Le climat en tant que bien public
La communauté politique internationale reconnaît maintenant la réalité du changement climatique, et accepte l’idée qu’il faudrait agir. Ceci peut être illustré par l’évolution du G8 depuis le Sommet de 2005 à Gleneagles. La légitimité du G8 a été remise en question. Les huit pays dominants représentaient 65 % du PIB mondial mais seulement 15 % de la population mondiale. Ils ont été les acteurs de la Seconde Guerre mondiale et ne sont plus représentatifs de la situation géopolitique de la planète. Les huit pays ont donc cherché à associer d’autres pays, notamment des pays du Sud, à la gouvernance de la planète et c’est ainsi qu’est apparu le G20, dont la légitimité « pratique » a été conforté par la crise économique. Dans cette architecture élargie, les deux principaux sujets de désaccord concernent la gestion du changement climatique et l’Organisation Mondiale du Commerce (OMC), des questions qui paraissent cristalliser les oppositions. Globalement, il
existe de fortes résistances pour financer la gestion raisonnable du réchauffement climatique. L’économie est devenue mondiale, mais le politique reste encore très fortement national. Ce qui est vrai pour le changement climatique vaut également pour le financement des objectifs du Millénaire.
Tensions sur les biens privés
Tous les biens privés liés à l’énergie (les ressources mais aussi les équipements) génèrent en permanence argent et richesse. Leurs modes de fonctionnement et d’encadrement sont fréquemment associés au pouvoir politique. Une telle proximité entre l’argent et le pouvoir politique n’est pas de nature à favoriser une action vigoureuse contre les effets du changement climatique. Au niveau mondial, la croissance démographique et l’économie à deux vitesses risquent de provoquer des tensions sur la disponibilité des ressources et sur leurs prix. L’énergie, les terres arables, l’eau, la production agricole, les matières premières sont concernées. Dans le contexte de ce que nous avons appelé « le capitalisme débridé », la rareté ou la pénurie des ressources ne feront qu’exacerber les rivalités économiques et politiques, les inégalités de revenus. Ce sont là des sources potentielles de tensions et de troubles sociaux.

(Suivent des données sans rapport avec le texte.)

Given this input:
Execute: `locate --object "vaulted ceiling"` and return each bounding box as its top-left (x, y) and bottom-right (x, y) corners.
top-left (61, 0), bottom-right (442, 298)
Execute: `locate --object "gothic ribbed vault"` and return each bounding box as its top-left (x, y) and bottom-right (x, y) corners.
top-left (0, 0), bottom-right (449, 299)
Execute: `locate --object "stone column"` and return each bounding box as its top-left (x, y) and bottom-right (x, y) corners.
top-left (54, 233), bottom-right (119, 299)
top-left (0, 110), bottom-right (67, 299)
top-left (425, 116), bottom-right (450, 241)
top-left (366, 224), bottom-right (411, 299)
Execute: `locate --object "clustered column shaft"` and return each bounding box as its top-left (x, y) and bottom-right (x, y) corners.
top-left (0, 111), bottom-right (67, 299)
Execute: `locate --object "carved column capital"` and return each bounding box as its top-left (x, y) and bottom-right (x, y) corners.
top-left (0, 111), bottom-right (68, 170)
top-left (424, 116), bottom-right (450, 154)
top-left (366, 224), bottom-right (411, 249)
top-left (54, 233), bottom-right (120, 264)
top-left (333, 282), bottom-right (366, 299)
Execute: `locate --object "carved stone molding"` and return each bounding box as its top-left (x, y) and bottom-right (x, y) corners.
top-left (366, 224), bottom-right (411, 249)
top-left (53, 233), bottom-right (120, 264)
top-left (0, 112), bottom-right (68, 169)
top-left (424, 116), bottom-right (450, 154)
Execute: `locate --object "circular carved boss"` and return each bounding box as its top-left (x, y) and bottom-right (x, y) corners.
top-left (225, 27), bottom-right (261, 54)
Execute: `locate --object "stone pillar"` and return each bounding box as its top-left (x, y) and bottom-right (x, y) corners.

La géopolitique de la régulation
La nouvelle crise de l’énergie et le fonctionnement actuel de l’économie mondiale ont un fort potentiel pour générer des conflits et de la violence. Certains conflits de ce siècle seront liés à l’appropriation des ressources naturelles (terres, énergie, eau), d’autres à des inégalités de revenus, à la pauvreté, à la famine. D’autres seront liés au changement climatique et aux migrations forcées associées aux inondations et aux vagues de sécheresse. Ces conflits pourraient être aggravés par le développement du terrorisme et l’utilisation des armes nucléaires ou chimiques. Cette analyse, fondée sur la dialectique des oppositions, renforce les arguments qui plaident en faveur d’un renforcement de la régulation mondiale sous ses différentes formes. La régulation de l’économie mondiale apparaît comme un long et difficile cheminement politique. Nous reviendrons plus loin sur cette question.